Globalement, en France, la gêne prédomine
Ecosse, Québec, Catalogne: la comparaison, à l'évidence, ne tourne pas à l'avantage de nos voisins espagnols. Or, curieusement, cela ne suscite guère de réactions côté français. D'ordinaire, pourtant, nos intellectuels ne manquent pas une occasion pour s'offusquer, s'indigner ou s'enthousiasmer. Et il en va de même chez les politiques. Benoit Hamon est l'un des rares à avoir marqué ses distances: "Le gouvernement espagnol a tort d'attiser la tension", a prudemment regretté l'ancien candidat du PS à la présidentielle. Mais globalement, la gêne prédomine.
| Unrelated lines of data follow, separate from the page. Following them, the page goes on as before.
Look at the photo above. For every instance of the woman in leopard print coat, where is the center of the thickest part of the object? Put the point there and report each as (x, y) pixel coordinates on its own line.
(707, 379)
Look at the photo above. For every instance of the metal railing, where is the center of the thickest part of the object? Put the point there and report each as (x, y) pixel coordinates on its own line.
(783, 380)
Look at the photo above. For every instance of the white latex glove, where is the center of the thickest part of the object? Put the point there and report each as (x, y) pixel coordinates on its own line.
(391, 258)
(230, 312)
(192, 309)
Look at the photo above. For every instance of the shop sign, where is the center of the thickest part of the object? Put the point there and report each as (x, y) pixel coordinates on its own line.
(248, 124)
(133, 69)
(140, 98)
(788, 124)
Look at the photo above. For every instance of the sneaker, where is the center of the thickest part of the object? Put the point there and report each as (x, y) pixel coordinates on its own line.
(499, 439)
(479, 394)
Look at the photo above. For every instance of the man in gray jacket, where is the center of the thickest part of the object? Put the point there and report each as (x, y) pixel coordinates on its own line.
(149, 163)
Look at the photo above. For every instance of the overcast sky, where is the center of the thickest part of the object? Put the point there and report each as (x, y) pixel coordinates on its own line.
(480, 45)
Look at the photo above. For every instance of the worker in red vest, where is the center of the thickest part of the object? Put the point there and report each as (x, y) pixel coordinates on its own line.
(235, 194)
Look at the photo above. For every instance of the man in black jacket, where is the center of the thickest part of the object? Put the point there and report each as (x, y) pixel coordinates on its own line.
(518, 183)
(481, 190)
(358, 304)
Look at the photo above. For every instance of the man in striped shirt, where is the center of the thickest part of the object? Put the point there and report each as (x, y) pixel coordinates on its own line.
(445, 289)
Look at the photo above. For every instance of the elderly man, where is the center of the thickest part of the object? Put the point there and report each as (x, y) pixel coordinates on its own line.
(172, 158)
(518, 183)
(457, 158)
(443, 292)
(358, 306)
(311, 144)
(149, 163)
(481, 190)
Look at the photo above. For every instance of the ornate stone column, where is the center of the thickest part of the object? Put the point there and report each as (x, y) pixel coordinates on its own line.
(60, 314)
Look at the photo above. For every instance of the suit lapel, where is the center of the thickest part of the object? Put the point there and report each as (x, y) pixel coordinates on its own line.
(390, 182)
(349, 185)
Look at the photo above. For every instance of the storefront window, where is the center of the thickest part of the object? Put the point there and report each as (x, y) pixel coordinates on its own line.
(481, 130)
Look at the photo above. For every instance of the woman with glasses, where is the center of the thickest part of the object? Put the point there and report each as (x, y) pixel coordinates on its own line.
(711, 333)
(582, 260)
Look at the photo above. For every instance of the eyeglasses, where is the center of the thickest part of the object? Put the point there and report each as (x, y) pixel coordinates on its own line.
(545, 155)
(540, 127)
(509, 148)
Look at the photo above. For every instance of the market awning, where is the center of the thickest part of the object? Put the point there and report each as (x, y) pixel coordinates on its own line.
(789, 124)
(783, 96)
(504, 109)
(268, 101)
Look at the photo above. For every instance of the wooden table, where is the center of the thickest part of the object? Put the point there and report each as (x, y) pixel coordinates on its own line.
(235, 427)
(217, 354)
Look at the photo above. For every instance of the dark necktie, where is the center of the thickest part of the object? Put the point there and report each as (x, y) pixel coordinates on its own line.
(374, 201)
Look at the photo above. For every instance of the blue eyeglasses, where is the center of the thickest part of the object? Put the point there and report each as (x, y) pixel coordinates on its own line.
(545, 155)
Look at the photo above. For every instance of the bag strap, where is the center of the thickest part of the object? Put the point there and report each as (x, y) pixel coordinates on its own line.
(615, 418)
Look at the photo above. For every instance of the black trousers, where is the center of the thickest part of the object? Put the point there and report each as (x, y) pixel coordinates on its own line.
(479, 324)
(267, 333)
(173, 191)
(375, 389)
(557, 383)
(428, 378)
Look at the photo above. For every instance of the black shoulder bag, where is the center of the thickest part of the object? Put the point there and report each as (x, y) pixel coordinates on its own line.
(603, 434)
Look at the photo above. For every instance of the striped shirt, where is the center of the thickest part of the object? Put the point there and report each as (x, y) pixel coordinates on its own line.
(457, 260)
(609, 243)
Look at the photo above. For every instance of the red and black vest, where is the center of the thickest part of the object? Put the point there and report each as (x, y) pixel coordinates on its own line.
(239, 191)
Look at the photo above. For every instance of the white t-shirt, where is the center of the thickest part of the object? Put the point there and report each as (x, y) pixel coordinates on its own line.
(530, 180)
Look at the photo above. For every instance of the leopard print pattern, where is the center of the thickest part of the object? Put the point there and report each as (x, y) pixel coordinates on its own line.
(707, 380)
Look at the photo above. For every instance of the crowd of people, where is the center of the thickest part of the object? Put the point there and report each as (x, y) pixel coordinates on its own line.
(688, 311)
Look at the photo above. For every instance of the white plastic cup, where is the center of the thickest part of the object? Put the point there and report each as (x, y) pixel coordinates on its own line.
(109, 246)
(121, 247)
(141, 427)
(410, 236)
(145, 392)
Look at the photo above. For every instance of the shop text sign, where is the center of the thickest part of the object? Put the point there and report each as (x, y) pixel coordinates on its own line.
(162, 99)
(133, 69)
Cette attitude atypique est très révélatrice. Et tient principalement aux idées reçues qui circulent en France au sujet du régionalisme. En voici quelques-unes:
1. "Le référendum est illégal"
C'est la thèse du gouvernement espagnol, qui s'appuie sur une décision du Tribunal constitutionnel allant dans ce sens. Or, il n'est pas difficile de démontrer que ledit Tribunal est tout sauf neutre. Non seulement sa composition est biaisée (la grande majorité de ses membres a été nommée par deux mouvements unionistes, le Parti populaire de Mariano Rajoy et le Parti socialiste), mais, sur le fond, il est surtout l'expression d'un pouvoir centralisateur. Dès lors que la Constitution prévoit "l'unité indissoluble de la nation espagnole, patrie commune et indivisible de tous les Espagnols", le débat est biaisé. Pour mémoire, la Cour suprême d'Ottawa, saisie par le gouvernement fédéral, avait estimé que la souveraineté était un objectif légitime et que seuls les Québécois avaient le droit de voter.
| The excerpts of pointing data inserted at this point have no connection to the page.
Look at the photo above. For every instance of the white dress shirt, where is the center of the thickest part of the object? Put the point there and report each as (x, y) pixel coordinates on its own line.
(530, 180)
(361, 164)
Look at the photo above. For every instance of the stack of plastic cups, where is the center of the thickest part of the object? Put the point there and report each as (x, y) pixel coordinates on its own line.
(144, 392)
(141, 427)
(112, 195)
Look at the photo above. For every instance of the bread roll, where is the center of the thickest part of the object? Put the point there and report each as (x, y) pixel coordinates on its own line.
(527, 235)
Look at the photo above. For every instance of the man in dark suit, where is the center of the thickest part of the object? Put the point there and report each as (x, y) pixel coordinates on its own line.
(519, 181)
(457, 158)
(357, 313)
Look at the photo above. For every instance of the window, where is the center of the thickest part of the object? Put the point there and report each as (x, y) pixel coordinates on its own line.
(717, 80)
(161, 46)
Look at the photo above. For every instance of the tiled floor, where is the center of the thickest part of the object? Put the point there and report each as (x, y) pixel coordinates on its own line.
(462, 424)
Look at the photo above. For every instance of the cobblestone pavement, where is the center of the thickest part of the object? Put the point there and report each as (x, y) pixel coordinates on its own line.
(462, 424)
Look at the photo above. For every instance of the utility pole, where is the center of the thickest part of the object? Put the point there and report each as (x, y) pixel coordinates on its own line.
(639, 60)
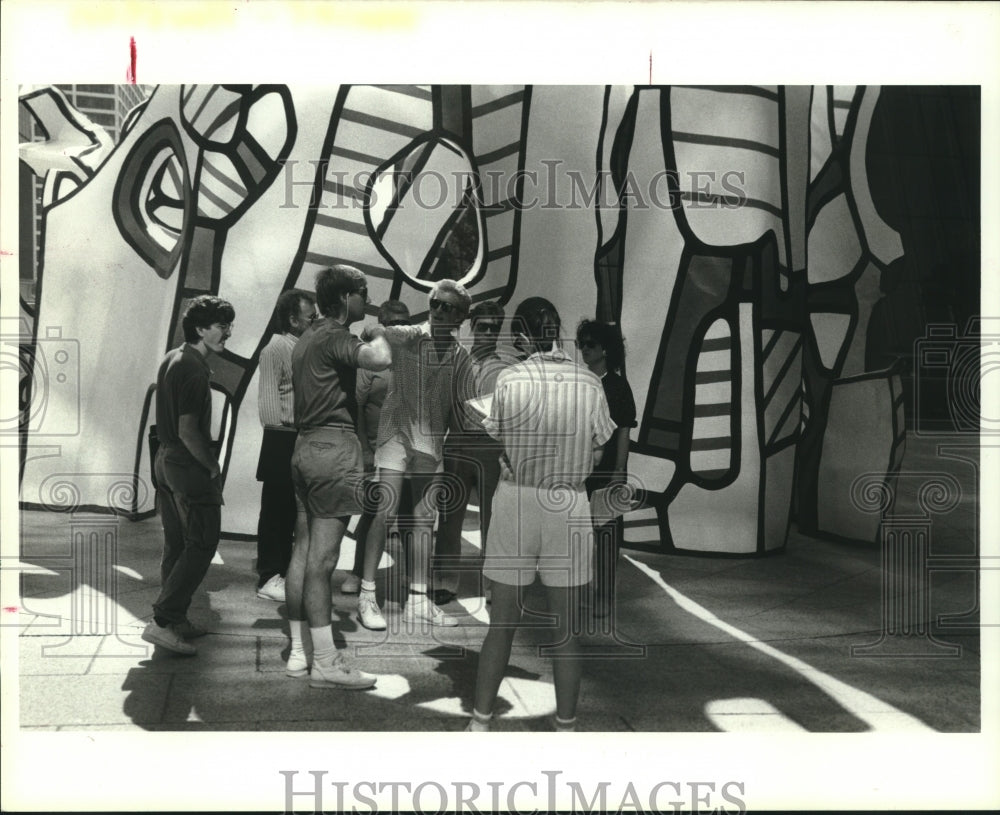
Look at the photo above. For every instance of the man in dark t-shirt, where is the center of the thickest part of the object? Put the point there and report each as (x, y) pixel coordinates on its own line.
(187, 471)
(327, 468)
(603, 351)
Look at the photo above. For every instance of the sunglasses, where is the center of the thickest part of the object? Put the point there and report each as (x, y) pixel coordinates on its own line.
(492, 328)
(443, 306)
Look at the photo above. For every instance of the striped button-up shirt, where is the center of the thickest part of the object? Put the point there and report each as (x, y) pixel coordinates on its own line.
(275, 403)
(550, 414)
(425, 386)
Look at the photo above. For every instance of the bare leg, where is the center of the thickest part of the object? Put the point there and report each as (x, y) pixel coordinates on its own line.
(448, 540)
(390, 484)
(495, 654)
(296, 575)
(325, 535)
(566, 667)
(423, 530)
(360, 538)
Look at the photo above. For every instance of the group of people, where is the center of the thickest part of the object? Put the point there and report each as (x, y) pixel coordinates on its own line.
(396, 426)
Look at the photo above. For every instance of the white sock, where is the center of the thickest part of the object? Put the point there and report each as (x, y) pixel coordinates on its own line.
(565, 725)
(295, 626)
(480, 722)
(323, 647)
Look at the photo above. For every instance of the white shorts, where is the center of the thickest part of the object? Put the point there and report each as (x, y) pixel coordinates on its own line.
(534, 529)
(398, 454)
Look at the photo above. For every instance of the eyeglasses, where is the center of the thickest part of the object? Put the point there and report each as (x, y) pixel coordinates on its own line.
(443, 306)
(492, 328)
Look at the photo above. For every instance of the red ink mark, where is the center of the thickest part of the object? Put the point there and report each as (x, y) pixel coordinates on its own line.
(130, 73)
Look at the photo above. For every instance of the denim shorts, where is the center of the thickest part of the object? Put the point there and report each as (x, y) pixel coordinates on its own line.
(327, 471)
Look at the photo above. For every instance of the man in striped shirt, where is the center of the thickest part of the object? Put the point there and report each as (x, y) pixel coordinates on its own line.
(552, 417)
(294, 313)
(431, 373)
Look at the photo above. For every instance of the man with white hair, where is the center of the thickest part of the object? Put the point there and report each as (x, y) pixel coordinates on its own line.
(431, 372)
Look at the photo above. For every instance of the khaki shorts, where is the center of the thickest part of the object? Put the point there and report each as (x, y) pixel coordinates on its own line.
(398, 454)
(534, 530)
(327, 470)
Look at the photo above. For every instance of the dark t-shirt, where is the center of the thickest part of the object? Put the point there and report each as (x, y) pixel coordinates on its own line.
(324, 375)
(621, 406)
(182, 386)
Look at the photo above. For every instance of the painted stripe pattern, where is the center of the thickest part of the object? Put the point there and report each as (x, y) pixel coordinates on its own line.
(711, 431)
(781, 358)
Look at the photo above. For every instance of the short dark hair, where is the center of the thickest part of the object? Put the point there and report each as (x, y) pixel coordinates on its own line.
(333, 283)
(456, 288)
(204, 311)
(488, 308)
(393, 310)
(537, 319)
(288, 306)
(608, 336)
Le droit international est plus complexe. L'Espagne a en effet ratifié la déclaration des droits des peuples autochtones des Nations unies, laquelle stipule (article 3) que "les peuples autochtones ont le droit à l'autodétermination". Elle est également signataire des accords d'Helsinki, dont l'article 8 est ainsi rédigé: "Les États participants respectent l'égalité de droits des peuples et leur droit à disposer d'eux-mêmes, en agissant à tout moment conformément (...) aux normes pertinentes du droit international, y compris celles qui ont trait à l'intégrité territoriale des Etats". La France a également approuvé ces deux textes.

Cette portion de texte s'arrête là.